What puts it into a totally different world from Mozart and others, who explored similar themes, is the contemporary setting and music. 

Staged by Music Theatre Wales with an expressive economy (designer Simon Banham’s wooden panels simply rise and fall to change the scenes) and directed with a fluent verismo by Michael McCarthy, the production moves along both easily and coherently. 

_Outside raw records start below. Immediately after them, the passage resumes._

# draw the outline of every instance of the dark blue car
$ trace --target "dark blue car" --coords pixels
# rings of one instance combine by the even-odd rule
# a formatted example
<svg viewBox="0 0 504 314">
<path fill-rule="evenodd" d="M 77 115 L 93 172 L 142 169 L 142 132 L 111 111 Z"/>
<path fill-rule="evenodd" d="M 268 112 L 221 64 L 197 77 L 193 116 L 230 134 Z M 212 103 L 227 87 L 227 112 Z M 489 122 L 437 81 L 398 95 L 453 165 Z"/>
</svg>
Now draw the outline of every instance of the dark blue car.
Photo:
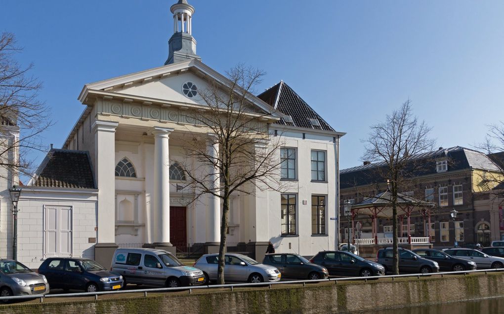
<svg viewBox="0 0 504 314">
<path fill-rule="evenodd" d="M 40 265 L 38 272 L 47 278 L 51 289 L 94 292 L 118 290 L 123 282 L 120 275 L 87 258 L 48 258 Z"/>
</svg>

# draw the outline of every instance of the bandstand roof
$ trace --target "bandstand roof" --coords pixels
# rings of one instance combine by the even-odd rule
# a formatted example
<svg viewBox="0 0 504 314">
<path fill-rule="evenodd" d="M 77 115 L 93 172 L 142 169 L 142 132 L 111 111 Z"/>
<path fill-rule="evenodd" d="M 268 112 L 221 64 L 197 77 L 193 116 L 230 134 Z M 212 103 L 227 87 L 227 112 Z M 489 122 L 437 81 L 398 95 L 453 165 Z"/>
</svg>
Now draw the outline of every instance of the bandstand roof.
<svg viewBox="0 0 504 314">
<path fill-rule="evenodd" d="M 376 215 L 377 217 L 392 217 L 392 192 L 387 190 L 372 197 L 368 197 L 352 205 L 352 212 L 356 215 Z M 397 193 L 397 215 L 409 215 L 415 210 L 420 210 L 435 206 L 432 202 L 426 201 L 404 194 Z"/>
</svg>

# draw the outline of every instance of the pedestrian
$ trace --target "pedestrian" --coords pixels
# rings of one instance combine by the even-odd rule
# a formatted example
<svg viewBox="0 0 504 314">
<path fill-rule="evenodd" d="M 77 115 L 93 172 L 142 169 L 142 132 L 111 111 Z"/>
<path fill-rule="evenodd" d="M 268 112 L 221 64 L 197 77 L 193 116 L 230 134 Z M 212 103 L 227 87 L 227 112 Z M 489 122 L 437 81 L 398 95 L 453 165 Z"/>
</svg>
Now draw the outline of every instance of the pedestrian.
<svg viewBox="0 0 504 314">
<path fill-rule="evenodd" d="M 273 244 L 270 241 L 268 243 L 268 248 L 266 249 L 266 254 L 269 254 L 271 253 L 275 253 L 275 247 L 273 246 Z"/>
</svg>

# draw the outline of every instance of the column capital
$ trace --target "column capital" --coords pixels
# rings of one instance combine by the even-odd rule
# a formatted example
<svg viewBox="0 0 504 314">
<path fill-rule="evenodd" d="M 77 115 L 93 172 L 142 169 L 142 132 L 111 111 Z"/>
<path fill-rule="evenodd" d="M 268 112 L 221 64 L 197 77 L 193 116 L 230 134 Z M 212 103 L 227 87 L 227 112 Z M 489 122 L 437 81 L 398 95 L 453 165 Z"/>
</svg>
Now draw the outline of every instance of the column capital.
<svg viewBox="0 0 504 314">
<path fill-rule="evenodd" d="M 118 122 L 115 121 L 104 121 L 102 120 L 95 120 L 93 122 L 91 127 L 96 132 L 96 131 L 103 131 L 105 132 L 115 132 L 115 128 L 119 125 Z"/>
<path fill-rule="evenodd" d="M 171 128 L 163 128 L 162 127 L 154 127 L 149 130 L 149 132 L 155 137 L 168 136 L 170 133 L 173 132 L 174 129 Z"/>
</svg>

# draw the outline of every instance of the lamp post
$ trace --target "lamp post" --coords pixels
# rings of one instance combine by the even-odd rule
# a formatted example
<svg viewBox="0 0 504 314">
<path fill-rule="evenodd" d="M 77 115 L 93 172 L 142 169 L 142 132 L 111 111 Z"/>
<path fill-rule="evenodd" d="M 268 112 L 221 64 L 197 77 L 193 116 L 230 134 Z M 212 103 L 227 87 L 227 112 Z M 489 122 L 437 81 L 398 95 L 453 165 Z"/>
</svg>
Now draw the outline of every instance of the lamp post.
<svg viewBox="0 0 504 314">
<path fill-rule="evenodd" d="M 352 204 L 348 199 L 345 200 L 345 204 L 343 205 L 343 210 L 345 212 L 345 216 L 346 216 L 347 220 L 348 222 L 348 232 L 347 233 L 348 238 L 347 239 L 347 241 L 348 245 L 348 252 L 350 252 L 350 217 L 352 215 Z"/>
<path fill-rule="evenodd" d="M 454 243 L 455 244 L 454 246 L 456 248 L 458 246 L 458 243 L 457 242 L 457 225 L 455 220 L 457 219 L 457 214 L 459 212 L 456 211 L 455 208 L 453 208 L 453 210 L 450 212 L 450 217 L 452 218 L 452 221 L 453 222 L 454 235 L 455 237 L 455 241 L 454 242 Z"/>
<path fill-rule="evenodd" d="M 14 217 L 14 234 L 13 236 L 12 251 L 13 259 L 18 259 L 18 201 L 19 201 L 19 196 L 21 194 L 21 189 L 17 188 L 16 185 L 13 185 L 12 188 L 9 189 L 11 193 L 11 200 L 12 201 L 12 214 Z"/>
</svg>

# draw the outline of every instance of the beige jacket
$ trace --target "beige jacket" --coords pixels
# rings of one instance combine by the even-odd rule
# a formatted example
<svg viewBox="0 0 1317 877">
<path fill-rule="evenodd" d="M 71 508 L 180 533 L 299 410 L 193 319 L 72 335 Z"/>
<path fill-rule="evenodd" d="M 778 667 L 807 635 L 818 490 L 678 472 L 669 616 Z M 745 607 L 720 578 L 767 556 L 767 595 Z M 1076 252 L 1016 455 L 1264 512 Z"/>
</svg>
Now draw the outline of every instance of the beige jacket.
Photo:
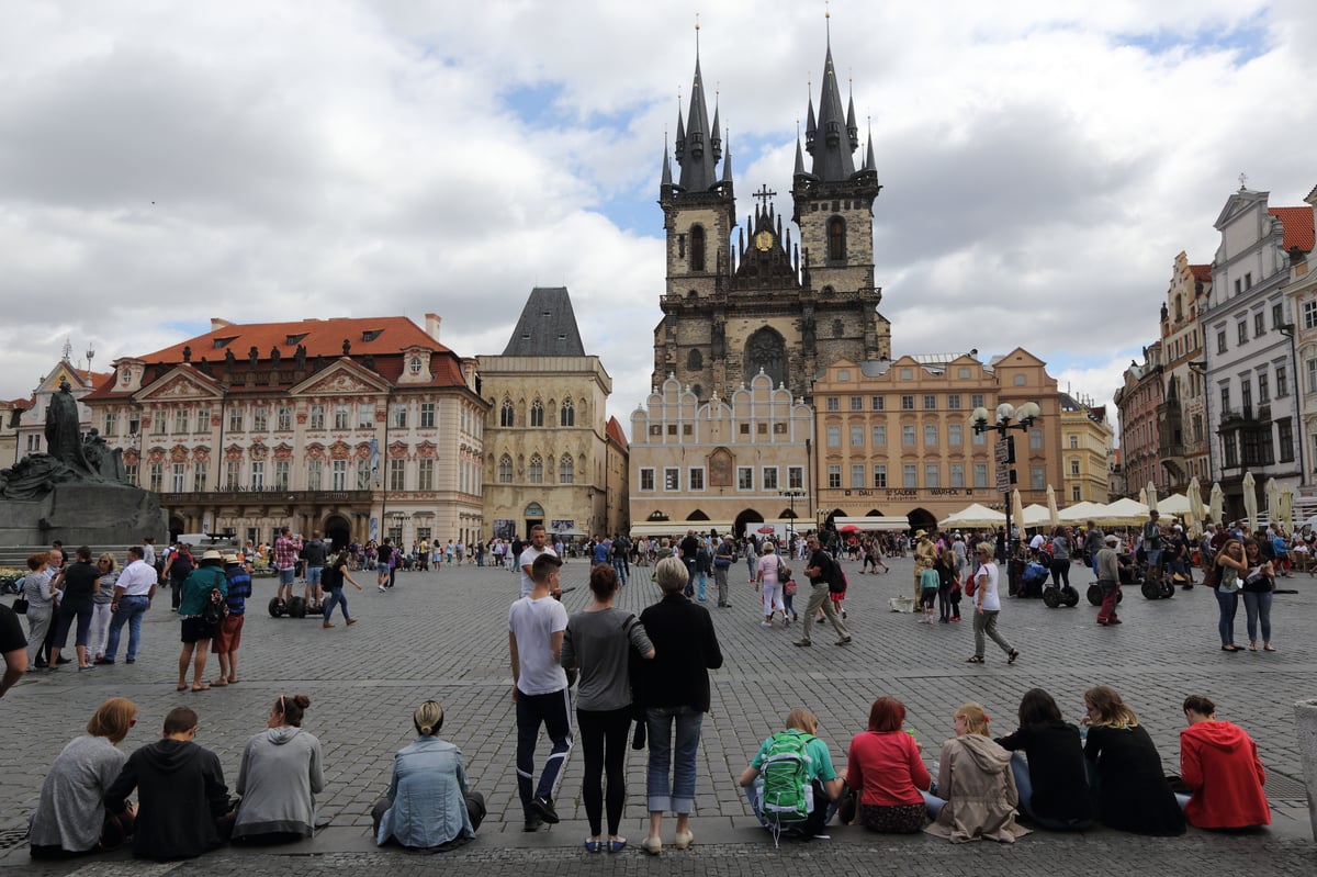
<svg viewBox="0 0 1317 877">
<path fill-rule="evenodd" d="M 954 844 L 967 840 L 1015 843 L 1029 828 L 1015 824 L 1019 794 L 1010 773 L 1010 752 L 979 733 L 942 744 L 938 794 L 947 806 L 925 831 Z"/>
</svg>

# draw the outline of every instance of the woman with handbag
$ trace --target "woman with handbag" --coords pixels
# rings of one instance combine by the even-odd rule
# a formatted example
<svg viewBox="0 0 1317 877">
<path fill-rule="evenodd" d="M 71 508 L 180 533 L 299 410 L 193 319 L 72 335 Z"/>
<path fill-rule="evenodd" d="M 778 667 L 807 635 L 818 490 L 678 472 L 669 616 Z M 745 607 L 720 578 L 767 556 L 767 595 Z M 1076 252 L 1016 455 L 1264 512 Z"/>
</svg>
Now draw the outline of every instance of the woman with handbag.
<svg viewBox="0 0 1317 877">
<path fill-rule="evenodd" d="M 1263 562 L 1262 546 L 1250 540 L 1243 546 L 1249 575 L 1243 579 L 1243 608 L 1249 618 L 1249 651 L 1258 651 L 1258 623 L 1262 623 L 1262 651 L 1275 652 L 1271 644 L 1271 595 L 1276 590 L 1275 564 Z"/>
<path fill-rule="evenodd" d="M 1245 558 L 1243 544 L 1238 539 L 1229 539 L 1217 552 L 1213 561 L 1216 565 L 1216 593 L 1217 632 L 1221 635 L 1222 652 L 1242 652 L 1234 644 L 1234 616 L 1239 611 L 1239 574 L 1249 571 L 1249 562 Z"/>
<path fill-rule="evenodd" d="M 782 583 L 790 581 L 792 568 L 777 556 L 777 548 L 770 541 L 764 541 L 764 556 L 759 560 L 759 570 L 755 573 L 755 590 L 759 591 L 764 602 L 763 627 L 773 627 L 773 616 L 782 612 L 782 624 L 790 623 L 786 615 L 786 603 L 782 602 Z"/>
</svg>

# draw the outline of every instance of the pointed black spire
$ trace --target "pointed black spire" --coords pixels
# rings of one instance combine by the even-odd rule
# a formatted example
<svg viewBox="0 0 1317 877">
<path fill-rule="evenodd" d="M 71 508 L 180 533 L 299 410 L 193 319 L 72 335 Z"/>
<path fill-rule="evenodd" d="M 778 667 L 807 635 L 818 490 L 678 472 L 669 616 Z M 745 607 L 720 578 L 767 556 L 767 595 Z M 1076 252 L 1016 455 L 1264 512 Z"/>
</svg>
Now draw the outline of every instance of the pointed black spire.
<svg viewBox="0 0 1317 877">
<path fill-rule="evenodd" d="M 822 180 L 844 180 L 855 174 L 855 159 L 851 157 L 859 147 L 857 138 L 848 134 L 849 122 L 842 111 L 842 90 L 836 83 L 836 65 L 832 63 L 831 41 L 823 61 L 823 90 L 819 95 L 818 122 L 814 121 L 814 101 L 810 99 L 810 125 L 815 128 L 814 137 L 806 129 L 806 149 L 814 157 L 814 175 Z"/>
</svg>

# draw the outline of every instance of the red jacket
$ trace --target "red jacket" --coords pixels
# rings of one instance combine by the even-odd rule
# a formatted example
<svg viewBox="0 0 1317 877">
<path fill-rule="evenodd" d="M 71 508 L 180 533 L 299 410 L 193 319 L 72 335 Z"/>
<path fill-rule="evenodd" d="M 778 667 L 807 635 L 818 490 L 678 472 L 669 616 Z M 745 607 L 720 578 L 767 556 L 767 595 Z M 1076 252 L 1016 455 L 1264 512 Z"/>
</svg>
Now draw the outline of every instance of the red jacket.
<svg viewBox="0 0 1317 877">
<path fill-rule="evenodd" d="M 1229 722 L 1198 722 L 1180 731 L 1180 776 L 1193 790 L 1184 815 L 1198 828 L 1271 824 L 1258 745 Z"/>
</svg>

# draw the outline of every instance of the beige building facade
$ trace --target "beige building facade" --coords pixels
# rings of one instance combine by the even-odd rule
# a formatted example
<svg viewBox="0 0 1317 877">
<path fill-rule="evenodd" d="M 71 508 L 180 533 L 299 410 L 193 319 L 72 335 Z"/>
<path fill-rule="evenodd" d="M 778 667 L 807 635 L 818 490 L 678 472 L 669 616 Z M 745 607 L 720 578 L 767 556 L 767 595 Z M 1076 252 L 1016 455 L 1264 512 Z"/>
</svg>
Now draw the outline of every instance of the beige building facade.
<svg viewBox="0 0 1317 877">
<path fill-rule="evenodd" d="M 1115 431 L 1106 419 L 1106 406 L 1094 406 L 1067 392 L 1060 394 L 1062 483 L 1056 503 L 1106 503 L 1112 490 L 1109 461 Z"/>
<path fill-rule="evenodd" d="M 83 398 L 170 531 L 270 541 L 281 527 L 336 545 L 470 543 L 487 403 L 475 361 L 440 317 L 234 324 L 125 357 Z M 213 358 L 212 358 L 213 357 Z"/>
<path fill-rule="evenodd" d="M 507 348 L 481 356 L 479 374 L 489 535 L 622 529 L 627 448 L 620 429 L 608 431 L 612 378 L 585 353 L 566 288 L 532 290 Z"/>
<path fill-rule="evenodd" d="M 1004 402 L 1042 410 L 1015 436 L 1023 504 L 1046 503 L 1060 489 L 1063 425 L 1056 381 L 1022 348 L 990 363 L 977 352 L 839 361 L 814 382 L 815 478 L 822 521 L 843 516 L 903 516 L 931 528 L 971 503 L 1004 508 L 993 471 L 996 432 L 975 435 L 971 412 Z"/>
<path fill-rule="evenodd" d="M 766 374 L 707 402 L 669 375 L 631 415 L 632 529 L 741 536 L 793 515 L 811 528 L 813 429 L 813 410 Z"/>
</svg>

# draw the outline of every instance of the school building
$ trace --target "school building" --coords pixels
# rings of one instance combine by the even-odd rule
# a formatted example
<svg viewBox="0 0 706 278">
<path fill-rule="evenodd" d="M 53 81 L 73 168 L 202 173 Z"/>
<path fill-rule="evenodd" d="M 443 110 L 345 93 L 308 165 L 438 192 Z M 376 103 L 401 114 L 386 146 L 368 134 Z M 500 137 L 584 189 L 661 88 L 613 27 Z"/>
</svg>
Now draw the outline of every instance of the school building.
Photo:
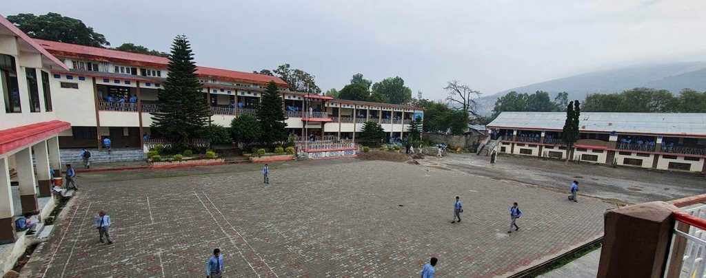
<svg viewBox="0 0 706 278">
<path fill-rule="evenodd" d="M 488 125 L 500 153 L 566 158 L 566 113 L 503 112 Z M 582 112 L 573 159 L 706 171 L 706 113 Z"/>
</svg>

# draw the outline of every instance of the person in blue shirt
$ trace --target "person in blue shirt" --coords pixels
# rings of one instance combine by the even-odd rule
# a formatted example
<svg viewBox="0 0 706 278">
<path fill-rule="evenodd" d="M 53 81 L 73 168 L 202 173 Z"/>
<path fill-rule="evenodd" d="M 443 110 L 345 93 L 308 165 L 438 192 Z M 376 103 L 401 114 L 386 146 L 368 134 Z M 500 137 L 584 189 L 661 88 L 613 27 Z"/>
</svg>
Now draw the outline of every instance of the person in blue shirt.
<svg viewBox="0 0 706 278">
<path fill-rule="evenodd" d="M 456 196 L 456 203 L 453 204 L 453 220 L 451 223 L 456 222 L 456 218 L 458 218 L 458 222 L 461 222 L 461 213 L 463 212 L 463 206 L 461 206 L 461 201 L 459 200 L 459 196 Z"/>
<path fill-rule="evenodd" d="M 213 255 L 206 262 L 206 278 L 223 277 L 223 255 L 220 249 L 213 249 Z"/>
<path fill-rule="evenodd" d="M 571 184 L 571 196 L 569 196 L 570 201 L 578 202 L 578 200 L 576 198 L 576 192 L 578 192 L 578 182 L 574 181 Z"/>
<path fill-rule="evenodd" d="M 438 261 L 438 259 L 436 257 L 431 257 L 429 263 L 424 265 L 424 268 L 421 269 L 421 278 L 434 278 L 434 266 L 436 265 Z"/>
<path fill-rule="evenodd" d="M 515 222 L 520 216 L 522 216 L 522 212 L 520 210 L 520 208 L 517 208 L 517 203 L 513 203 L 513 207 L 510 208 L 510 229 L 508 230 L 508 233 L 513 232 L 513 227 L 515 227 L 515 231 L 520 229 L 520 227 Z"/>
<path fill-rule="evenodd" d="M 113 241 L 110 240 L 110 216 L 105 215 L 105 211 L 101 210 L 98 213 L 98 217 L 95 219 L 95 227 L 98 228 L 98 235 L 100 237 L 100 242 L 103 243 L 103 236 L 108 241 L 108 244 L 112 244 Z"/>
</svg>

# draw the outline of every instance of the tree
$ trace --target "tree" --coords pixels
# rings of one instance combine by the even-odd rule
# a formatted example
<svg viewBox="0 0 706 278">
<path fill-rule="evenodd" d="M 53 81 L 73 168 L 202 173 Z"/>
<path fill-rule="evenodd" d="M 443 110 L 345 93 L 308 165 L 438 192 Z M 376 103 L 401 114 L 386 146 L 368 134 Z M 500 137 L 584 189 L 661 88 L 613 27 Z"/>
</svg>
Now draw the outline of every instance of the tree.
<svg viewBox="0 0 706 278">
<path fill-rule="evenodd" d="M 56 13 L 39 16 L 32 13 L 20 13 L 9 15 L 7 20 L 28 36 L 35 39 L 96 47 L 110 45 L 105 36 L 86 26 L 81 20 L 61 16 Z"/>
<path fill-rule="evenodd" d="M 131 43 L 124 43 L 123 44 L 121 44 L 120 46 L 116 47 L 113 49 L 119 50 L 121 51 L 127 51 L 132 53 L 138 53 L 140 54 L 152 55 L 154 56 L 169 57 L 169 54 L 166 53 L 157 51 L 156 50 L 152 50 L 141 45 L 137 45 Z"/>
<path fill-rule="evenodd" d="M 456 80 L 449 81 L 443 89 L 448 91 L 448 96 L 446 97 L 448 103 L 460 106 L 461 109 L 475 117 L 480 116 L 476 112 L 478 110 L 478 103 L 475 99 L 480 96 L 479 91 L 472 89 L 468 85 L 460 84 Z"/>
<path fill-rule="evenodd" d="M 338 90 L 337 90 L 336 88 L 329 89 L 328 91 L 326 91 L 326 93 L 324 94 L 324 95 L 334 99 L 338 99 Z"/>
<path fill-rule="evenodd" d="M 581 108 L 578 101 L 570 102 L 566 106 L 566 120 L 561 132 L 561 139 L 566 144 L 566 162 L 568 163 L 573 155 L 573 146 L 578 141 L 579 119 L 581 115 Z"/>
<path fill-rule="evenodd" d="M 172 45 L 169 72 L 157 92 L 157 112 L 152 127 L 172 141 L 177 150 L 201 134 L 208 120 L 208 106 L 196 75 L 193 53 L 186 36 L 179 35 Z"/>
<path fill-rule="evenodd" d="M 262 127 L 258 119 L 252 115 L 242 115 L 230 122 L 230 128 L 233 131 L 233 140 L 247 147 L 261 141 Z"/>
<path fill-rule="evenodd" d="M 406 104 L 412 99 L 412 89 L 405 86 L 405 80 L 399 76 L 388 77 L 373 84 L 373 93 L 387 96 L 389 103 L 393 104 Z"/>
<path fill-rule="evenodd" d="M 258 111 L 258 118 L 263 130 L 263 143 L 270 146 L 287 140 L 287 131 L 285 129 L 287 127 L 287 123 L 285 122 L 287 118 L 282 109 L 282 97 L 277 90 L 277 84 L 274 81 L 268 83 Z"/>
<path fill-rule="evenodd" d="M 367 101 L 370 97 L 370 91 L 359 84 L 349 84 L 338 92 L 341 99 L 350 101 Z"/>
</svg>

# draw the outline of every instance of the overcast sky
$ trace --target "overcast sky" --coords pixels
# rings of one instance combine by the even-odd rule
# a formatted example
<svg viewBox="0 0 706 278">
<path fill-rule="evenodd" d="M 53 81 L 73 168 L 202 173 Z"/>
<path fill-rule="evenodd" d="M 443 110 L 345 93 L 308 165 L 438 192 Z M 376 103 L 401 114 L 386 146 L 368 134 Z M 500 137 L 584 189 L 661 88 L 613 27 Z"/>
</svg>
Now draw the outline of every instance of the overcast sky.
<svg viewBox="0 0 706 278">
<path fill-rule="evenodd" d="M 288 63 L 322 90 L 352 75 L 399 75 L 437 99 L 457 80 L 485 94 L 641 63 L 706 61 L 706 1 L 28 1 L 0 13 L 57 12 L 111 44 L 168 51 L 186 34 L 199 65 Z"/>
</svg>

Berkeley’s score, often bustlingly energetic and harmonically uncompromising, yields many delights.  His ear for instrumental colour and texture is flawless: telling solos, glittering percussion-enhanced ensembles and pungent tuttis from the 14-piece orchestra are all stunningly executed under Michael Rafferty’s precise direction. The angular vocal style is just as challenging, often taking singers to extremes of tone and tessitura. 

Saturday’s performance, the only one in Birmingham, revealed no weaknesses in a uniformly excellent cast of six. 

In particular Nicholas Folwell’s composer conveyed the perfect mix of bluster and disrepute, while Gail Pearson made his wife seem both frail victim and, in her determination not be humiliated, a surprisingly strong woman. 

However, Arlene Rolph’s housekeeper, a fully-rounded, though deeply-flawed character who gained all our sympathy, provided the show’s tour de force – completely believable, brilliantly delivered – and a mezzo voice of glorious warmth and timbre.